2024-07-19	Fix some bugs, and 3nd coroutine can get pid tree.base	We-unite	2	-51/+113
	For some reasons, the linux kernel has made some changes in syscalls. As shown in src code, we pay attention to fork/vfork/clone to create process, while exit/exit_group to kill it. From my opinion, the fork and clone syscall should be totally different, otherwise there will be only one syscall. However, according to the logs, I heard only clone but no fork, exit_group but no exit. Infact, fork calls clone and then makes some special set. They're different, fork means parents and children, while clone means calling and callee, which allows to share sth between caller and callee. Both fork and clone makes a new process, pthread makes tasks and is called thread. Pid is factually task id. Now the 3 coroutines works well, and I've get a process tree by map[int]*process. Here hides some questions: - is it right for 2nd corutine to send to 3rd as long as eoe? - how to make the delay between exit_group and deletePid clear and suitable? Next works: - Change the pids from map into DataBase, which means that we should devide front-end and back-end. Besides, when you delete sth(such as process exit), don't delete from databese, instead just make a tag and record their exit code. In other words, we judge if it's alive not by entry existance but exit tag. - Make containers recorded, for instance, rootFS, root-process, name, id, etc.. And record them in map, maintain this database table.

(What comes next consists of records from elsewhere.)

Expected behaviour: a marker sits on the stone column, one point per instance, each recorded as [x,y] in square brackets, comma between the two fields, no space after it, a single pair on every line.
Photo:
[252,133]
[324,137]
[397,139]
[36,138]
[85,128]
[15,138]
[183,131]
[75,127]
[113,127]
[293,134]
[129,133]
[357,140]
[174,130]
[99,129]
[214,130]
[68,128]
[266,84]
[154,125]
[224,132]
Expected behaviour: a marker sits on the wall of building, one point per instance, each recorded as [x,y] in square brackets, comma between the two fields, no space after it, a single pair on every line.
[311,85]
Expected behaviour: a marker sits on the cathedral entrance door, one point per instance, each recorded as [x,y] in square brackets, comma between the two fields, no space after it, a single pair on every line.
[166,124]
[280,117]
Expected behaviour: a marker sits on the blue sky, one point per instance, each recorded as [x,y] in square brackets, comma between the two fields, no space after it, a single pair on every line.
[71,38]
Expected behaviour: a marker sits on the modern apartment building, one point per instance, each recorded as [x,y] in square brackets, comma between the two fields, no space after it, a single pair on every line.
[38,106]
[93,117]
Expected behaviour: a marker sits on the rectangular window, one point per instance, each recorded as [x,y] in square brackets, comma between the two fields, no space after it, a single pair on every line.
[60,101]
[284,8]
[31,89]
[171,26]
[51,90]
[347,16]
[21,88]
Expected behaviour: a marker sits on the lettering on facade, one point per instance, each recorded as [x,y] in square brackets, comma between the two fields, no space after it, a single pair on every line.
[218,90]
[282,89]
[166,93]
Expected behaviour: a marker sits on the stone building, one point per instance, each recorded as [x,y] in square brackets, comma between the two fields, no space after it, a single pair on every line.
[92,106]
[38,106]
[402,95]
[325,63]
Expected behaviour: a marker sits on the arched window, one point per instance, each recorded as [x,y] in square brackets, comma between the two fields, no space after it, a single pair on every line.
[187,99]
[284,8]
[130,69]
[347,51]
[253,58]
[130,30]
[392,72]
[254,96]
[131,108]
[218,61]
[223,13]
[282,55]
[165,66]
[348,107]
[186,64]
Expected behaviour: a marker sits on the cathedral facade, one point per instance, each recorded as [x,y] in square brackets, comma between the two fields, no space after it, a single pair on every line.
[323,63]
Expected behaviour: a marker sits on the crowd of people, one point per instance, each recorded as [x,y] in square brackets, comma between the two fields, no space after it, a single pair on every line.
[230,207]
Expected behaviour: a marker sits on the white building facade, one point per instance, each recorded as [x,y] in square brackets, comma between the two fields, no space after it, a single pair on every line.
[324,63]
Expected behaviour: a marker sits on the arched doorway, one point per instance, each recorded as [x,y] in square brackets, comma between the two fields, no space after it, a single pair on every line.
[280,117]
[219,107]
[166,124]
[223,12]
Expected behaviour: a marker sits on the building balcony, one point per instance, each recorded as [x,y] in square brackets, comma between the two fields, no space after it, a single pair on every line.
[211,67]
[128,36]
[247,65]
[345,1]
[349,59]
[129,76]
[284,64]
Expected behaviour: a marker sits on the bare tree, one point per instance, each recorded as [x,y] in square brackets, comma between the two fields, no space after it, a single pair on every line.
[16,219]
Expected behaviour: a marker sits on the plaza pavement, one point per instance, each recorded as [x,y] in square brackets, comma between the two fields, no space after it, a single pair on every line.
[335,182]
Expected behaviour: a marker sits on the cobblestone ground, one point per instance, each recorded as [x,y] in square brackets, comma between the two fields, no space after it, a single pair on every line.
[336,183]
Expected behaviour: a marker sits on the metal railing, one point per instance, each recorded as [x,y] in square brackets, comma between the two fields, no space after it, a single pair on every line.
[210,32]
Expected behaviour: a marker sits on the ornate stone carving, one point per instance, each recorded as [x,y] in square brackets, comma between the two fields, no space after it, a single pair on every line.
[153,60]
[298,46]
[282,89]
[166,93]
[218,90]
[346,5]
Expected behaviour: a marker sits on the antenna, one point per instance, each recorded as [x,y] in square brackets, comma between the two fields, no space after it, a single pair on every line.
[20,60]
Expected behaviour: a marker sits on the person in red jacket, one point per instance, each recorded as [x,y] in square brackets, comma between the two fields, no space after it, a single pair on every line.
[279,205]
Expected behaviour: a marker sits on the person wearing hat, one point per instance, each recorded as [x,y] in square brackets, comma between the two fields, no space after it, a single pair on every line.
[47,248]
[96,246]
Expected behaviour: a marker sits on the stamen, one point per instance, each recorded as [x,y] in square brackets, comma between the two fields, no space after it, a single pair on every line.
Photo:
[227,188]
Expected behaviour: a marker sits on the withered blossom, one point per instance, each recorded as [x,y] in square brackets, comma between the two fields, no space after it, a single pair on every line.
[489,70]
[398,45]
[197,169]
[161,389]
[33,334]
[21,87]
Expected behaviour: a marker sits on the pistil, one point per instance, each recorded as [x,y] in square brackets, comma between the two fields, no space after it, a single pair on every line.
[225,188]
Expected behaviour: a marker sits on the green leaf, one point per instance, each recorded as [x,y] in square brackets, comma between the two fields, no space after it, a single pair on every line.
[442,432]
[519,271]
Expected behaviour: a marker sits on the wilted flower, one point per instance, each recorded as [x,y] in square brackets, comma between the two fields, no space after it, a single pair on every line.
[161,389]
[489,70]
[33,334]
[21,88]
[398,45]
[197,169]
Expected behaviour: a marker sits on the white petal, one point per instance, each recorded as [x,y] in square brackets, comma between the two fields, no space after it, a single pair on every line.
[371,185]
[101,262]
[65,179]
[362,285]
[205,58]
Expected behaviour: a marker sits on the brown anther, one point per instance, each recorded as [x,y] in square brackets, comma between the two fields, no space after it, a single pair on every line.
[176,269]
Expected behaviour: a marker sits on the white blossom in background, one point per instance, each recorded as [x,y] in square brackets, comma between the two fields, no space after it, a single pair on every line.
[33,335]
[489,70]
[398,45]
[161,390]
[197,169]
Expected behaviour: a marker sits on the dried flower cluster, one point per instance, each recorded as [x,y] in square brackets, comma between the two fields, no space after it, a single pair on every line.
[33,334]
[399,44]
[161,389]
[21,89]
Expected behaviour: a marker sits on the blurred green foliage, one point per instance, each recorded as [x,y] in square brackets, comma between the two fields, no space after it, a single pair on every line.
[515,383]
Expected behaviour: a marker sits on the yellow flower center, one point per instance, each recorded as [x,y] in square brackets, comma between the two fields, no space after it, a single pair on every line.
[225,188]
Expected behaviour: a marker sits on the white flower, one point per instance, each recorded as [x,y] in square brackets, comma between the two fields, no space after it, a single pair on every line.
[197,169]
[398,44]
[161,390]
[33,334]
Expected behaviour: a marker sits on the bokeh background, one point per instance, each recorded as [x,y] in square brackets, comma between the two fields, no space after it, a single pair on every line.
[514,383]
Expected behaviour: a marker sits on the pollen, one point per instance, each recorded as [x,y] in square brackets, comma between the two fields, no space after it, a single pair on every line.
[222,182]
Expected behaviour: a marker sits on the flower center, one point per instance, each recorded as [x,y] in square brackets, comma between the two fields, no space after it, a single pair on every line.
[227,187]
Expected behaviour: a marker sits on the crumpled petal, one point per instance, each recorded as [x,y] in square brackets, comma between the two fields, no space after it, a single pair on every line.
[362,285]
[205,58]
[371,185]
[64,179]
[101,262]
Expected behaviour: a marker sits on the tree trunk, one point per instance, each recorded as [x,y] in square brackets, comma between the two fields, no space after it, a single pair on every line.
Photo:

2024-07-18	Mainly finish the second coroutine, organize event	We-unite	4	-5/+262
	As is planed, the first coroutine throw rae event infomation to the second, and it organizes all info for the same event accroding to event id, which is unique without shutdown of this computer. There's several defficuties I've encountered, so I list their solution here to remeber: - raw info from 1st coroutine is correct, but wrong when 2nd gets it; or it's correct while recieved, then regular expr goes to match it, the first match is inline with expectations, but the next match goes totally wrong, and the info is different from what is received. Look into the src of go-libaudit, we'll find out that when heard from netlink socket, the read buffer is always the same slice, it first received a long data, then pass the origin slice to rawEvent.Data, and then received a shorter data. rawEvent.Data is passed to 2nd coruntine as a pointer to rawEvent, which means all this 3 process use the same part of memory. Then, when a shorter info comes from socket, the slice won't be moved, otherwise it write aigin to this part of mem, then coroutine 2 will get a dirty data. To deal with it, we change the type of channel from pointer to interface, and make a deep copy of rawEvent before passing down. As a result, the 2nd coroutine gets a copy of message but not origin, it finally comes right. - While designing a regular expr, it's thought correct but miss matched from the right string. There maybe sth wrong that can't be discovered by people's eye, you can try to rewrite the expr, then it may be fixed. Also, there's some hidden dangers: - 2nd coroutine comes with no error checks althouth err variable is set and catched ubder the rules of compiler. we shall make it later. - Is it reasonable to pass cooked event info immediately to 3rd coroutine without waiting some time? Info from network is out of order after all. Fight! Fight! Fight!